WASHINGTON ó Pakistan will tell the United States it cannot take unilateral actions such as the raid that killed Osama bin Laden and that parliament will determine military priorities, the foreign minister told a US magazine.

A Pakistani parliamentary committee is reviewing the troubled relationship with the United States amid outrage over a NATO raid in November that mistakenly killed 24 Pakistani soldiers near the Afghan border at Salala.

Pakistan Foreign Minister Hina Rabbani Khar, in an interview with Time magazine released Wednesday, said that the upcoming report would recognize the importance of US ties but "will redefine what is uncompromisable for Pakistan."

"It is the parliament of Pakistan that must decide whether it is time for military action in one area or not," she said.

Asked what Pakistan's red lines would be, she said: "No unilateral action at any level, of any type. Like Abbottabad. Like what happened in Salala."

US forces killed Osama bin Laden in a raid in May in Abbottabad, which is home to Pakistan's top military academy. US officials gave no advance warning out of fear that Pakistan may have stopped the raid or tipped off bin Laden.

Despite Pakistan's offensives against some homegrown extremists, US officials have charged that elements in Pakistan's intelligence agency support some other Islamic militants, particularly in Afghanistan.

A newly leaked NATO document -- seen by The Times newspaper in London and the BBC -- cited Taliban detainees as saying that Pakistani intelligence was intimately involved in supporting the Afghan insurgency.

Khar, on a visit to Kabul on Wednesday, rejected the accusations and said that Pakistan has "no hidden agenda" in Afghanistan, where Western forces aim to pull out most combat troops by 2014.

In the interview with Time, Khar said that Pakistan will support "whatever path the Afghans choose for themselves."

"Pakistan's desires and hopes for Afghanistan are nothing more than a peaceful, stable Afghanistan," she said.
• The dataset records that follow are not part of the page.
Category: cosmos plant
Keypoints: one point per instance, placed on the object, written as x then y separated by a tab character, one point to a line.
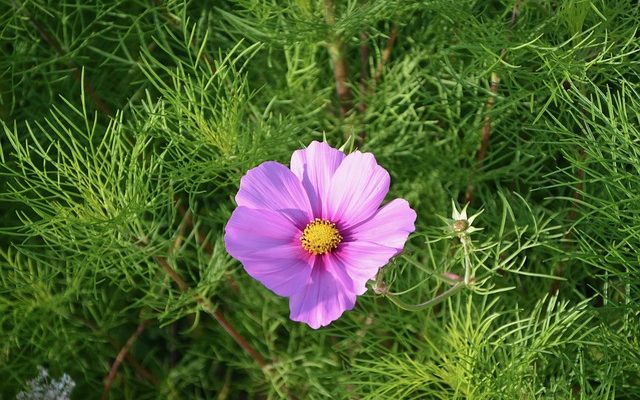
316	233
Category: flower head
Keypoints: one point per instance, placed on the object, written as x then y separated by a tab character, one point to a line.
315	233
459	224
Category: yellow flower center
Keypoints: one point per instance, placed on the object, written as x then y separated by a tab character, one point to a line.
320	236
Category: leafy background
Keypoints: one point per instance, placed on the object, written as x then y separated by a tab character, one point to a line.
126	126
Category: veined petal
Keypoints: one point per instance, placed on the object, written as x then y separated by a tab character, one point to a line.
357	189
325	297
267	244
390	226
273	186
315	166
362	260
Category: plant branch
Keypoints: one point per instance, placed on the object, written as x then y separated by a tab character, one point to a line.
340	70
489	104
202	239
386	54
77	71
209	308
121	356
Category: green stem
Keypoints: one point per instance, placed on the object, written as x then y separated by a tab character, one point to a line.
436	300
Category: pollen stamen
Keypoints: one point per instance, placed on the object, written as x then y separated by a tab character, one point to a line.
320	236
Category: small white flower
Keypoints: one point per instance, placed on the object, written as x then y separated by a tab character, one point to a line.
42	387
460	224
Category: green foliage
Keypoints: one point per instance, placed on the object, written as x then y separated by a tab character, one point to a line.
125	127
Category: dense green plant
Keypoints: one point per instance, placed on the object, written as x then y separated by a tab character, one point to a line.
126	126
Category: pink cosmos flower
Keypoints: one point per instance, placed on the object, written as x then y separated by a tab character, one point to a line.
315	233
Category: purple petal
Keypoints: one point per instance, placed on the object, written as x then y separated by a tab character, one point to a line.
273	186
327	295
356	191
390	226
267	243
362	260
315	166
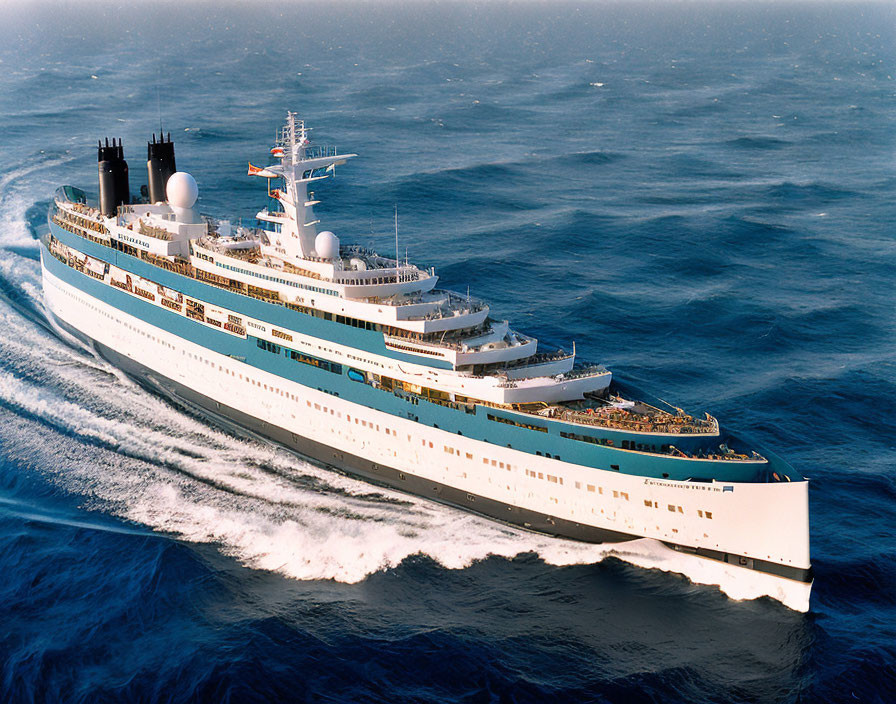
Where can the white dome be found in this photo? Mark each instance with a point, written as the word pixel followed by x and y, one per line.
pixel 326 244
pixel 181 190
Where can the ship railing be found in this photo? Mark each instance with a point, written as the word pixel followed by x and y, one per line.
pixel 319 151
pixel 580 372
pixel 78 225
pixel 620 419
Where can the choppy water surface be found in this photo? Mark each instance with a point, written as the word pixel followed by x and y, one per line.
pixel 701 196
Khar also urged an end to US drone attacks in lawless areas of Pakistan. US President Barack Obama said Monday that drones have killed Al-Qaeda militants, but Pakistan says the unmanned attacks fuel bitterness and create more extremists.

Khar said that the United States, despite its public support for democracy, has ignored criticism of the drones from Pakistan's parliament expressed "at the top of its lungs."

"So is very difficult to explain why the US would choose to ignore the will of 180 million people and think it knows better," she said.

According to an AFP tally, 45 US missile strikes were reported in Pakistan's tribal belt in 2009, 101 in 2010 and 64 in 2011.

The New America Foundation think-tank in Washington says drone strikes in Pakistan have killed between 1,715 and 2,680 people in the past eight years.

US diplomatic cables leaked by WikiLeaks in late 2010 showed that Pakistan's civilian and military leaders privately supported US drone attacks, despite public condemnation in a country where the US alliance is hugely unpopular.